La quotidiana difficoltà di essere missionari

La quotidiana difficoltà di essere missionari

Tornare al Vangelo, con la passione dei primi cristiani


Quando è arrivata la lettera di Luigi che avete letto a pagina 2, il tema di questo numero di Spighe era già stato deciso. Volevamo parlare dell’essere missionari. Gran parte degli articoli erano già arrivati. Una domanda mi è corsa veloce nella mente: e adesso? Preoccupazione per il numero che doveva uscire e raggiungere le vostre case, preoccupazione soprattutto per la nostra Azione Cattolica. Ho dovuto prendermi un momento per pregare e respirare; poi ho preso il telefono e mi sono confrontata con Corinne. 

Abbiamo concordato che il numero dovesse uscire così, come era stato pensato, anche se probabilmente avrebbe messo in luce maggiormente la nostra fragilità. D’altra parte è questo che siamo, fragili, piccoli. Abbiamo bisogno dell’aiuto e del sostegno della Chiesa e di Cristo in ogni momento per poter andare avanti. 

Quello che è successo in AC, in realtà è quello che succede quotidianamente nelle nostre vite. Vorremmo tanto portare avanti un ideale, ma spesso la realtà della vita è altro. E allora per raggiungere un obiettivo dobbiamo chinare il capo, mediare, renderci conto delle nostre povertà, pregare, unirci, ripartire. La realtà ci pressa, ci chiede di “rendere”, ci mette sempre in ottica di “dare”. Si crea allora un gap fra quello che dovremmo essere e quello che in realtà facciamo.  Sono in crisi. E allora fermarsi è utile per riprendere il giusto contatto con la realtà, per guardarsi negli occhi, per ricalibrare gli obiettivi. Fermarsi diventa segno di coerenza. 

Spesso mi è stato utile in passato per capire come potevo migliorare, come persona, come cristiana.  

Torno ad interrogarmi rispetto a quelli che per me sembrano modelli irraggiungibili. 

Ma chi è un missionario? Per essere missionari occorre lasciare tutto e andarsene? Cosa c’entra con me? Ho sempre quel senso di inadeguatezza quando leggo le loro storie e io … sono qui “comoda” nella mia terra, sul mio divano. 

Salto fra una pagina e l’altra in internet, cercando una risposta. Sono i tempi moderni; trent’anni fa mi sarei trovata con i miei amici di AC, a S. Rocco e con Don Carmelo avremmo cercato una risposta riflettendo, fra le pagine della Bibbia. Ora son connessa a tutti ma sola, alla ricerca.

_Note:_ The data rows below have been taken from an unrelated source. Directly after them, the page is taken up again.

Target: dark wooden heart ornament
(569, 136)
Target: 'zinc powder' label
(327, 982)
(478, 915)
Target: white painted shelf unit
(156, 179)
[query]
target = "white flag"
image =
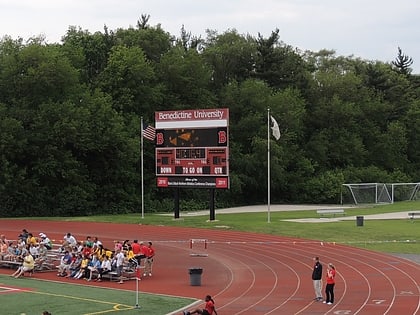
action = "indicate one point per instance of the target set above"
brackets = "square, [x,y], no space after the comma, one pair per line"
[275,128]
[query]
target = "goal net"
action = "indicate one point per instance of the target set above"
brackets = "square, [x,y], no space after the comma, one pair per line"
[404,191]
[366,193]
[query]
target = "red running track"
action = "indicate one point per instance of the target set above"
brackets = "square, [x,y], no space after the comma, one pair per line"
[249,273]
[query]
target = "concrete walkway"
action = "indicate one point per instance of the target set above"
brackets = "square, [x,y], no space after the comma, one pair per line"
[276,208]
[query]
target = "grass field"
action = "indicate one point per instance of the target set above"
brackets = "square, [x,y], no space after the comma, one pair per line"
[392,236]
[32,297]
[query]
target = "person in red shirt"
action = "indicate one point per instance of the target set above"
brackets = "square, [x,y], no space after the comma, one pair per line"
[208,309]
[138,251]
[329,289]
[148,263]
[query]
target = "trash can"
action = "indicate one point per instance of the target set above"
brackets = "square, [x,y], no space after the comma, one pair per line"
[195,276]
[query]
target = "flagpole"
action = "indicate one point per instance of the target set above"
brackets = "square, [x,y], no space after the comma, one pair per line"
[141,167]
[268,165]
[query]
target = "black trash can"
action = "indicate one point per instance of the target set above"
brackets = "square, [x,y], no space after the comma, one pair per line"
[195,276]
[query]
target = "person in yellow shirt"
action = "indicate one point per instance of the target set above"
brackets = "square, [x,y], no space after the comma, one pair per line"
[27,265]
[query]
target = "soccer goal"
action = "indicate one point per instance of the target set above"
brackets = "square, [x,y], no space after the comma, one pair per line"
[366,193]
[404,191]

Ma ecco, una semplice frase mi colpisce: “Il suo compito è portare un aiuto concreto a chi soffre, seguendo il Vangelo”. Continuo a leggere il testo cercando di capire chi furono i primi missionari: gli apostoli!

Continuo alla ricerca del luogo della missione; trovo un’intervista a Monsignor Matteo Zuppi, arcivescovo di Bologna che ci dice che occorre “riprendere la passione per la città, guardare il mondo intorno a noi non con diffidenza o estraneità. Guardarlo, invece, con la simpatia immensa di cui parlava Paolo VI; immergerci andando per strada come ci dice oggi Papa Francesco”. (1 ottobre 2016)

Forse posso farlo anche io. Aiutare i sofferenti, come mi dice il Vangelo (implica che io debba conoscerlo), come fecero i primi cristiani, guardando a chi sta vicino a me con passione e non con diffidenza. Mi si chiede di vivere la Chiesa! 

Una Chiesa in ascolto e preghiera, come ci dice il nostro Vescovo; alla ricerca della nostra identità, secondo le possibilità che ci saranno date. 

Un’occasione ricca per tornare ad essere, senza bisogno di fare. Sono pronta per il 2020!